I see you got a wildcard cert just hours ago. And, you actually get more than needed (see pic below). Although, your server is not using these more recent certs. It is using one issued Nov21.

I see the error from your certbot command so am a little puzzled about the actual problem.
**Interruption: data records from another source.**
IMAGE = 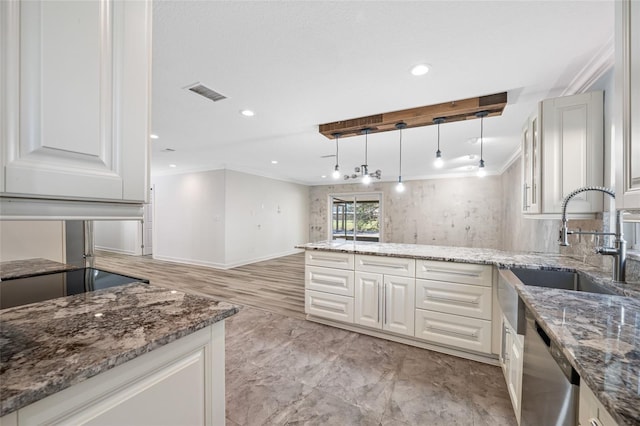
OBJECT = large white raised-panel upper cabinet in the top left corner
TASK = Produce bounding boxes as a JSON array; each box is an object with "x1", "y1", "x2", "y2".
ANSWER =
[{"x1": 0, "y1": 0, "x2": 151, "y2": 203}]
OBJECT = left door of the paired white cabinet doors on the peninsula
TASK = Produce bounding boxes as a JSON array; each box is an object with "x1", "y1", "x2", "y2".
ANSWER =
[{"x1": 354, "y1": 272, "x2": 384, "y2": 328}]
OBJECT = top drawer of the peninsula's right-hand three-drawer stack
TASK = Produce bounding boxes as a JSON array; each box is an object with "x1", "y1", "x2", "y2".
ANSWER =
[{"x1": 416, "y1": 260, "x2": 492, "y2": 287}]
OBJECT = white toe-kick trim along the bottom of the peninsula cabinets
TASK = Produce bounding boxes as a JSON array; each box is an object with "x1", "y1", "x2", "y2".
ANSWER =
[{"x1": 307, "y1": 315, "x2": 500, "y2": 366}]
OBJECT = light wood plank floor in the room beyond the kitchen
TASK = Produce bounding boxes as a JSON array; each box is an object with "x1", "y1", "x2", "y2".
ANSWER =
[{"x1": 95, "y1": 251, "x2": 304, "y2": 319}]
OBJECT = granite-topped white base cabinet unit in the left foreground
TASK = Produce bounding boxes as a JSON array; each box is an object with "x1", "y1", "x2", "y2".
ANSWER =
[{"x1": 0, "y1": 262, "x2": 238, "y2": 426}]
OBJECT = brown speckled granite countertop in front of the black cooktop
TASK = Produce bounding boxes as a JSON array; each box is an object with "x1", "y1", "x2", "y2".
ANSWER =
[{"x1": 0, "y1": 283, "x2": 238, "y2": 416}]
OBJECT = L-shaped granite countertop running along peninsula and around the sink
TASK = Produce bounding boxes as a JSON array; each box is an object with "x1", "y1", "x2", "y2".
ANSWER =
[{"x1": 298, "y1": 241, "x2": 640, "y2": 425}]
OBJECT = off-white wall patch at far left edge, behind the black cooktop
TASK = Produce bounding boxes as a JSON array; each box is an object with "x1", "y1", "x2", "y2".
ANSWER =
[{"x1": 0, "y1": 220, "x2": 65, "y2": 263}]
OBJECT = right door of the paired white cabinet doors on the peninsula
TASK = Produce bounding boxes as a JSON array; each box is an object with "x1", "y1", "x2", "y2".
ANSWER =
[{"x1": 382, "y1": 275, "x2": 415, "y2": 336}]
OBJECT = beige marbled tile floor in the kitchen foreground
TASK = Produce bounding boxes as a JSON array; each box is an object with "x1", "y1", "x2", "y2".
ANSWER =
[{"x1": 226, "y1": 307, "x2": 516, "y2": 426}]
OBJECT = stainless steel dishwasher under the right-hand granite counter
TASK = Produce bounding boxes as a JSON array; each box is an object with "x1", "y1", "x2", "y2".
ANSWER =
[{"x1": 521, "y1": 309, "x2": 580, "y2": 426}]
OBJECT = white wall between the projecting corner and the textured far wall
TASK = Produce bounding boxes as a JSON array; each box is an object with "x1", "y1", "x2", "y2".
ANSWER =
[{"x1": 225, "y1": 170, "x2": 309, "y2": 266}]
Can you show result of this

sudo certbot certificates

Your recent cert history on crt.sh

3 Likes

I was told

Some challenges have failed

and referred here, so I thought something was wrong. I'll need to do more testing when I get home.

Here it is:

certbot certificates
Saving debug log to /var/log/letsencrypt/letsencrypt.log

- - - - - - - - - - - - - - - - - - - - - - - - - - - - - - - - - - - - - - - -
Found the following matching certs:

- - - - - - - - - - - - - - - - - - - - - - - - - - - - - - - - - - - - - - - -

My Live folder:

ls
4tress.xyz  README  teleport.4tress.xyz

Using Let's Debug gives these results https://letsdebug.net/4tress.xyz/1730055

$ nmap -Pn -p80,443 4tress.xyz
Starting Nmap 7.80 ( https://nmap.org ) at 2023-12-09 11:30 PST
Nmap scan report for 4tress.xyz (68.13.176.197)
Host is up (0.087s latency).
rDNS record for 68.13.176.197: ip68-13-176-197.om.om.cox.net

PORT    STATE    SERVICE
80/tcp  filtered http
443/tcp closed   https

Nmap done: 1 IP address (1 host up) scanned in 2.51 seconds

Best Practice - Keep Port 80 Open

1 Like

But the DNS-01 Challenge is OK https://letsdebug.net/4tress.xyz/1730062

1 Like

Thanks for the response. The DNS challenge with certbot wasn't an issue after all, like you suggested. This topic can be closed. I'm not sure what the issue was, but after a few days everything was back to normal.

2 Likes

This topic was automatically closed 30 days after the last reply. New replies are no longer allowed.